小説を読んでいたら3行ごとに眠くなる。床の上で座していたわたしは、ベッドの上に吸い込まれる。すると、今度は1行ごとに眠くなり、もうどこを読んでいるかわからない。そもそも、読んでいるのかわからない。読んでいるというより文字に触れているというほうが近い。わたしは目を閉じた。わたしは小説を読もうとしていたが、からだは読まなくていいという。

あの日の教科書はよく眠れた。教科書の文体は、体が反応しない文体でもある。学問の領域で読めるということには、体が反応しない文体に、脳だけを馴染ませてさせていくもののように感じられる。誰にも寄り添わないかわりに、一人の静かな時間が与えられる。それが贅沢なものだとわかったのは大学生になってからだった。幼いわたしにとって教科書の文体は耐え難いものがあった。絵本が好きで、半分絵で物語を読んでいたわたしにとって、まだ体と脳の切り替えができていなかったのだと思う。

4月の教科書配布のとき、10歳のわたしは困惑した。
「全然絵がない!(ので困る)」

本が売れないという現象とわたしの困惑は文脈が異なるが、どこかつながっている。この困惑と似た現象が広がっていて、かつ年齢が上がっていきているのではないか。それは経済格差や学歴格差として説明できるかもしれないし、ITテクノロジーによる映像メディアの発達やわかりやすいことが善なのだとする思想の影響かもしれない。いずれにせよ、本は必要なものであると考える人は減っている。

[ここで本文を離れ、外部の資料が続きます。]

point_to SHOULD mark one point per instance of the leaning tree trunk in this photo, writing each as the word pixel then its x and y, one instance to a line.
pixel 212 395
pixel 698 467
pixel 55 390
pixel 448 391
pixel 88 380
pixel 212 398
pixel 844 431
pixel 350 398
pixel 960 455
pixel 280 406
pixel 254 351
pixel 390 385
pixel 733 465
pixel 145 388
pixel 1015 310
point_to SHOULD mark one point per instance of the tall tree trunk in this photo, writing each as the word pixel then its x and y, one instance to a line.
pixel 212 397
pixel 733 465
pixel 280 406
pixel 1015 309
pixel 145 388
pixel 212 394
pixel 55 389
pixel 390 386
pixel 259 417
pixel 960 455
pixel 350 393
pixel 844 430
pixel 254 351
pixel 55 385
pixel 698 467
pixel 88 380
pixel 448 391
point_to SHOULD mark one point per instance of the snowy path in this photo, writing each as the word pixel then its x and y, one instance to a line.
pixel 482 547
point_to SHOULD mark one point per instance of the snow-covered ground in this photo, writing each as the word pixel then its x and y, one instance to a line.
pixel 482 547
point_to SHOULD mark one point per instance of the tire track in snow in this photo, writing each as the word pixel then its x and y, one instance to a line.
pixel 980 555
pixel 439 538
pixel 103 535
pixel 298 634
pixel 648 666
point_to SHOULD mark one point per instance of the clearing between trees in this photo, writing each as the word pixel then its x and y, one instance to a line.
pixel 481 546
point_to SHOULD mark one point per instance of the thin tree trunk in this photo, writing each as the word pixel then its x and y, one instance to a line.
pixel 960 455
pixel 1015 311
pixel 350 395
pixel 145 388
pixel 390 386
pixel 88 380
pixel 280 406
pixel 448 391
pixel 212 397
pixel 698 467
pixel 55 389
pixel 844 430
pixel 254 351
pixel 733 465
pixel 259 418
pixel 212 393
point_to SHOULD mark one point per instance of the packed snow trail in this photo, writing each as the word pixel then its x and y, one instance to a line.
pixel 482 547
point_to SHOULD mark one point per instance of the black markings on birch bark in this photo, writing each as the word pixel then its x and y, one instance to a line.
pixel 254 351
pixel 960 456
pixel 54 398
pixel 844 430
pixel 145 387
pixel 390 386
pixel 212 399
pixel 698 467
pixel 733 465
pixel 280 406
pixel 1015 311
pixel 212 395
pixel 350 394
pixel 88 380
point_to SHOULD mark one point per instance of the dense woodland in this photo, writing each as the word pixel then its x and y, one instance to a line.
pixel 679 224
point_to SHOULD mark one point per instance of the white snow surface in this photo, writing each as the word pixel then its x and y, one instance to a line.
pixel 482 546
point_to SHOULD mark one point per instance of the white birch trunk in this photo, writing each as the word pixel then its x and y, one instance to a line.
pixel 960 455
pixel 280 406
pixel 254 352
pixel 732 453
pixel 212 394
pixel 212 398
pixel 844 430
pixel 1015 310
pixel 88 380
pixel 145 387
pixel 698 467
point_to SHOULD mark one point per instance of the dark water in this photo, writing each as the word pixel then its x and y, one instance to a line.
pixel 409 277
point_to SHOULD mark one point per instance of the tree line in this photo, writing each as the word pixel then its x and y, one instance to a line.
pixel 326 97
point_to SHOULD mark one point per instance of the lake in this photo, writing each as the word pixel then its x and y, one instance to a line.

写真や映像にしかできないことがあるように、本にしかできないことがある。一方で、写真や映像があまり見るための練習を必要としないのに対して、本を読むためにある種の練習を必要とする。練習を必要としない点において、前者を知識の解放と共有だという向きがあるが、本の機能を代替するものではない。切り抜きと呼ばれる手法が蔓延している。本には章立てがあり、1つのテーマについて何ページもさいて説明する。それはなぜか。扱っている事柄の複雑に対して敬意があるからではないか。自己啓発本と呼ばれるものが書店の一角を占めるようになってから、この前提が崩れてきている感じがある。テーマについての説明が経験の描写にさかれ、内容が深まっていかない。引用の切り貼りだけで構成され、本というよりスクラップになっている。そして、それが手軽に読めるものとして売れている。深めることは不要なのだといわんばかりに。今となって、本は人の複雑さをたたえるものだったことが浮き彫りになる。